Rather than abandoning me, my spouse wanted us to work as a team — contrary to all my fears. Over the next two years I saw more practitioners (total: 15) and tried other modalities (total: 30). This time I took more risks.
At a female-only workshop, presided over by famed sexologist, Betty Dodson, I learned that women need 20 to 30 minutes of stimulation to orgasm — and in many cases, before they’re ready for intercourse. Showing us how this works, Betty coached nine participants as we masturbated, en masse, in her living room. “It’s not just the clitoris,” yelled our feisty 86 year-old mentor. “There’s erectile tissue lining the vagina and the whole vulva. You need a full hard on.”
In an ironic twist, I visited the Tantrika of the shrinking vagina. I had to find out what this meant! After convincing her to see me alone, I lay on her big brass bed, where she taught me “expansion” techniques. Then I asked this 72 year-old healer in heels where my G-spot was. “It’s here,” she said, moments before reaching right in. There was no way I was getting that from a book.
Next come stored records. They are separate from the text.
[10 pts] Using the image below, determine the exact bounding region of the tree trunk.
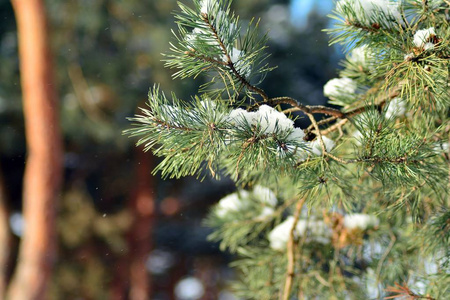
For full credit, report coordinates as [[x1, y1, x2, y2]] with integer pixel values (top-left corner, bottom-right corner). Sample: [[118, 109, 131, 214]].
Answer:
[[7, 0, 62, 300], [0, 164, 11, 299], [129, 148, 155, 300]]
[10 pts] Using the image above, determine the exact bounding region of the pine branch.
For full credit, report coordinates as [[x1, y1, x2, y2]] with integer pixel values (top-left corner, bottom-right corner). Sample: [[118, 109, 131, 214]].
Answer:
[[202, 13, 269, 100]]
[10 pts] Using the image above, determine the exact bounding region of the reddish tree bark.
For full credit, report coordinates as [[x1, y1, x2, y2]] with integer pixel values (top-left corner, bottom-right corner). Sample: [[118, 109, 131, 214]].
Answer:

The Tantrika turned me on to new research about passion. I realized how monogamy, despite conventional wisdom, wreaked havoc on a women’s libido. With diminished novelty, wedded gals needed compensatory thrills, more physical stimulation or both. I began asking my guy for things that shamed me — vibrating dildos, ticklers, porn.
As my mate and I experimented, a funny thing happened: our conjugal life was redefined. Rather than being organized around his pleasure as a main attraction and mine as a warm-up act, my delight now held equal value. A full performance could include naked fondling, oral sex, body chocolate, erotica, massage, a little intercourse and some vibrator action — all in half an hour.
Since I could do what I wanted with our “sessions,” I began craving them. In the language of neuroscience, “doing it” released the mood-elevating neurotransmitter dopamine. A scientist I met at a conference explained my transformation this way: “Anytime something feels good, there’s an upsurge in dopamine. Afterward, a person’s whole system will scream, ‘Do it again. Do it again. Do it again.’”
This brings me back to flibanserin. All this female libido pill does is boost dopamine. Would I have taken this drug if it had been around three years ago? Definitely. I’m glad it wasn’t available, though. If I had tweaked brain chemicals, there’s no way I would have changed my bedroom practices too. I never would have learned about my body, or found a bravery that has seeped into every aspect of my life. “You’re like someone else,” my husband said to me the other day. I am. I’m now a sexual person.